Mais il faudrait pour cela que les autorités sanitaires aient le courage d’imposer aux professionnels de la chirurgie esthétique travaillant à but lucratif (ou dans le secteur privé des hôpitaux publics) une véritable traçabilité. Une traçabilité qui passerait immanquablement par une transparence des pratiques tarifaires à laquelle ces professionnels ont souvent montré par le passé qu’ils pouvaient être allergiques.

Sur le fond l’impression qui, avec le temps, prédomine est  bien celle d’une course- poursuite à la sécurité sanitaire très largement inégale.
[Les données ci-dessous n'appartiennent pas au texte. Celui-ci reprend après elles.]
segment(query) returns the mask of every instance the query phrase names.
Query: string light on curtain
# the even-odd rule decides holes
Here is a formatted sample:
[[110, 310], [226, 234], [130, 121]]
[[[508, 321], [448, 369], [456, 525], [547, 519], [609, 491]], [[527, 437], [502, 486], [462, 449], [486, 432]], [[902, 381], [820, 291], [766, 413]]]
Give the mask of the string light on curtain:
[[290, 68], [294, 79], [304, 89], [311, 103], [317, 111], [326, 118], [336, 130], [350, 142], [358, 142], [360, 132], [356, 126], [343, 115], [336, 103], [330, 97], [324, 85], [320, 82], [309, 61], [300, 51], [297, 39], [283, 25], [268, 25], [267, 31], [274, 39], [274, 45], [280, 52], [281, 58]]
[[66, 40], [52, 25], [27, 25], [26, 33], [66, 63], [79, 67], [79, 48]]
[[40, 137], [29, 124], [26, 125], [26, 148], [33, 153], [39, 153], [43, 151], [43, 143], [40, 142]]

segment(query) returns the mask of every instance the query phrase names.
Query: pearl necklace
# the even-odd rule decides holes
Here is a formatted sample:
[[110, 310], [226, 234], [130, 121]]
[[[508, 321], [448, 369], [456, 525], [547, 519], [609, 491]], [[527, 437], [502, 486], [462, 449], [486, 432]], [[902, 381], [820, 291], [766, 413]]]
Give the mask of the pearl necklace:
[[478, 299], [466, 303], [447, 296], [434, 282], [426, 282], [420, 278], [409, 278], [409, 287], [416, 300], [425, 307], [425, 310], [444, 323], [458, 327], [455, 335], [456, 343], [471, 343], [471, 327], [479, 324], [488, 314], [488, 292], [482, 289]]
Tout se passe comme si la puissance publique se refusait à se doter des moyens suffisants pour s’opposer efficacement aux possibles dérives nées de la somme des intérêts en présence dans les secteurs de la santé en général, du médicament en particulier.  

Dans ce domaine tout particulièrement, la volonté affichée de transparence (au moyen d’images vidéos…) ou de déclaration de conflits d’intérêt ne saurait faire durablement illusion. A fortiori quand la fixation des prix des spécialités pharmaceutiques (prises en charge par la collectivité nationale et les adhérents des mutuelles) demeure dans le noir absolu.
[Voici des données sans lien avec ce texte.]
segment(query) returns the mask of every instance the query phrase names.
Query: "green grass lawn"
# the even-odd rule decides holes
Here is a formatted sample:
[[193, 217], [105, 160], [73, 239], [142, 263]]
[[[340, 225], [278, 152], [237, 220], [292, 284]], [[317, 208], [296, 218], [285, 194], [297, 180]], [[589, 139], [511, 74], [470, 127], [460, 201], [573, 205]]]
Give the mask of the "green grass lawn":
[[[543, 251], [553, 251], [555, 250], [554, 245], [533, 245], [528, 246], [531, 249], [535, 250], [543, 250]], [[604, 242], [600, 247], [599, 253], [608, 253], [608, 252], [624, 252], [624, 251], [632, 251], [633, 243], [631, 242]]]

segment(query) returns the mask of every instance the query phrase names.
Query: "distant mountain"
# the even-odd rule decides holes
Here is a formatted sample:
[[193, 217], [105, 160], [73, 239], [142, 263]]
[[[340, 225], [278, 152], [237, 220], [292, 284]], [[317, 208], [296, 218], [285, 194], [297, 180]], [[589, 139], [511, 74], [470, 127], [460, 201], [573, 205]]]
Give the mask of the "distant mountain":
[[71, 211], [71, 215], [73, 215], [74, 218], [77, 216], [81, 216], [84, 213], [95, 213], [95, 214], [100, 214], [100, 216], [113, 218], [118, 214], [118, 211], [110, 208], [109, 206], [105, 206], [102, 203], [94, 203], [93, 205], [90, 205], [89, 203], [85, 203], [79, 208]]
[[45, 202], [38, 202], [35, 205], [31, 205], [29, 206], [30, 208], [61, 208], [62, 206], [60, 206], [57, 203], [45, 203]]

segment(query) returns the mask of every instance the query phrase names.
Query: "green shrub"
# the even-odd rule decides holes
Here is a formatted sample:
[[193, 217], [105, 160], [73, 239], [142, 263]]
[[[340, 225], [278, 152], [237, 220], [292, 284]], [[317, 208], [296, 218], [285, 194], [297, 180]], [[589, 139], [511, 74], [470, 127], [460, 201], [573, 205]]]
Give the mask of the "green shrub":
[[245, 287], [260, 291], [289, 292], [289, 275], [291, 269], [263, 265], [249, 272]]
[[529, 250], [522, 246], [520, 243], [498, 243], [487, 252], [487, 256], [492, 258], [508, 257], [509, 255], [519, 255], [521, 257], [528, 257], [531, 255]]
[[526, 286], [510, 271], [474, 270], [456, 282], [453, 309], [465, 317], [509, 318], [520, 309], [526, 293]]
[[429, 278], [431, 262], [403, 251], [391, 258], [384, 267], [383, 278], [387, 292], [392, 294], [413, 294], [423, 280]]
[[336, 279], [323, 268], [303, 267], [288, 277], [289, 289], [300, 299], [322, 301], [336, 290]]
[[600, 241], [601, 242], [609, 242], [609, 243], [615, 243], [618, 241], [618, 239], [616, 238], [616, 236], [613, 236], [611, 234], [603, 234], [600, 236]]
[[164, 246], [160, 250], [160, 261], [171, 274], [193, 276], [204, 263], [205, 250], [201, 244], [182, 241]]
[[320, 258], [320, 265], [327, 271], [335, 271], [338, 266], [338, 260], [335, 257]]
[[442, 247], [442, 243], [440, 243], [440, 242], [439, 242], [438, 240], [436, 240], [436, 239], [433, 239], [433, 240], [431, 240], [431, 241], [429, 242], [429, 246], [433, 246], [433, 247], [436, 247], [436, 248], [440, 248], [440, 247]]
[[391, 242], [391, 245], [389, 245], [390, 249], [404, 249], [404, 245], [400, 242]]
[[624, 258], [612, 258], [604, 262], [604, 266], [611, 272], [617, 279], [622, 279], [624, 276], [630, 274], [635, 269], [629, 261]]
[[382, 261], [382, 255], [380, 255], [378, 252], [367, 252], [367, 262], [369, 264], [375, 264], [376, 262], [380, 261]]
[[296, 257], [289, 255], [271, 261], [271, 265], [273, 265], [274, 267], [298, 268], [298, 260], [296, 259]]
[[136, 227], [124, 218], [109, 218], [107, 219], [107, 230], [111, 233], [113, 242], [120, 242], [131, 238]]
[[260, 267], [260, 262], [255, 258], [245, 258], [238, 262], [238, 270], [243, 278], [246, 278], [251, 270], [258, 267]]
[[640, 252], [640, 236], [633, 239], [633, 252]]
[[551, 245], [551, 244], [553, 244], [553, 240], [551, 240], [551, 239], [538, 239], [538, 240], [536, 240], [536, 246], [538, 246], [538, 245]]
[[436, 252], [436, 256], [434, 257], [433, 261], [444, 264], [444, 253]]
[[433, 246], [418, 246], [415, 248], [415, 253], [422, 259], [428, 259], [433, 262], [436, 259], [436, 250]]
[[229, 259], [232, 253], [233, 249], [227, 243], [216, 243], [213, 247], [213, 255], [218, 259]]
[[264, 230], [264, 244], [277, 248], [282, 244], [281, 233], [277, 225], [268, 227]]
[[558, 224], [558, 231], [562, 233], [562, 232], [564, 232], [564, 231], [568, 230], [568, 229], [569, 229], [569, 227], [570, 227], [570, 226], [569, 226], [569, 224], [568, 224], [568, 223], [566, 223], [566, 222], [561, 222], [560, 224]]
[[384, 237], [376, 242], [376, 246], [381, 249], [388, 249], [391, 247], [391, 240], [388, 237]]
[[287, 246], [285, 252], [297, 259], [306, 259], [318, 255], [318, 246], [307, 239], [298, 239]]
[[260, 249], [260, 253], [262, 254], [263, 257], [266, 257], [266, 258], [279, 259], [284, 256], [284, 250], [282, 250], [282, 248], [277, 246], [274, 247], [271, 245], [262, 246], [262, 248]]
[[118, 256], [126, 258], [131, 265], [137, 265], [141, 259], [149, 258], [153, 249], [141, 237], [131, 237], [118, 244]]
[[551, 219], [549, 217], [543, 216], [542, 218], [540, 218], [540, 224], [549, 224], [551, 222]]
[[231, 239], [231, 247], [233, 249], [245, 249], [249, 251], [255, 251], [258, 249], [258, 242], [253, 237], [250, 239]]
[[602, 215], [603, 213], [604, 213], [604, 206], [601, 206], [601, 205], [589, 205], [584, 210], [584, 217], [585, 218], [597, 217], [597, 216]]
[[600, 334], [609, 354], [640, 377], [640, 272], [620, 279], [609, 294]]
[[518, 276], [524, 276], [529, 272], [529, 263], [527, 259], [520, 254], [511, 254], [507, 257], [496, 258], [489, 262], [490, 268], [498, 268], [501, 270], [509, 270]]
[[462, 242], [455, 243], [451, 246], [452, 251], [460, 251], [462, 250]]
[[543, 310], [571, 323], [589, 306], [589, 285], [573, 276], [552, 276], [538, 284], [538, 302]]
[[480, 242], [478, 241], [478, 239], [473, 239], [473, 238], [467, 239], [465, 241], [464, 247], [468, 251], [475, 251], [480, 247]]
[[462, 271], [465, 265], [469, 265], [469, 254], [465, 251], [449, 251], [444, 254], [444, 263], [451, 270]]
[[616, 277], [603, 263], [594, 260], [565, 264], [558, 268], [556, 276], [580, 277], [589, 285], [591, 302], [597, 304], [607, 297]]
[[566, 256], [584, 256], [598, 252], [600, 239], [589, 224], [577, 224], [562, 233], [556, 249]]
La puissance planétaire de «Big Pharma» réclame d’autres moyens publics et une toute autre volonté politique. Si l’innovation thérapeutique véritable doit être financièrement soutenue, les simples copies de spécialités déjà existantes ne justifient pas d’être autorisées à la commercialisation.

L’Etat doit  prendre en main les responsabilités qu’il n’a jamais assumées en matière de formation médicale continue et de prescriptions par le biais des principes actifs, non des marques commerciales.  Les multinationales pharmaceutiques ne doivent certes pas être démonisées. Mais elles doivent impérativement être cantonnées à la place qui est la leur: celles d’industries vivant (aujourd’hui toujours fort bien) de la collectivité.

Tolérer qu’elles puissent participer au financement de la formation médicale et, au-delà, qu’elles puissent peser librement sur l’équilibre des comptes des systèmes de couverture sociale et qu’elles modèlent de facto le paysage sanitaire national est plus qu’une erreur. C’est une faute.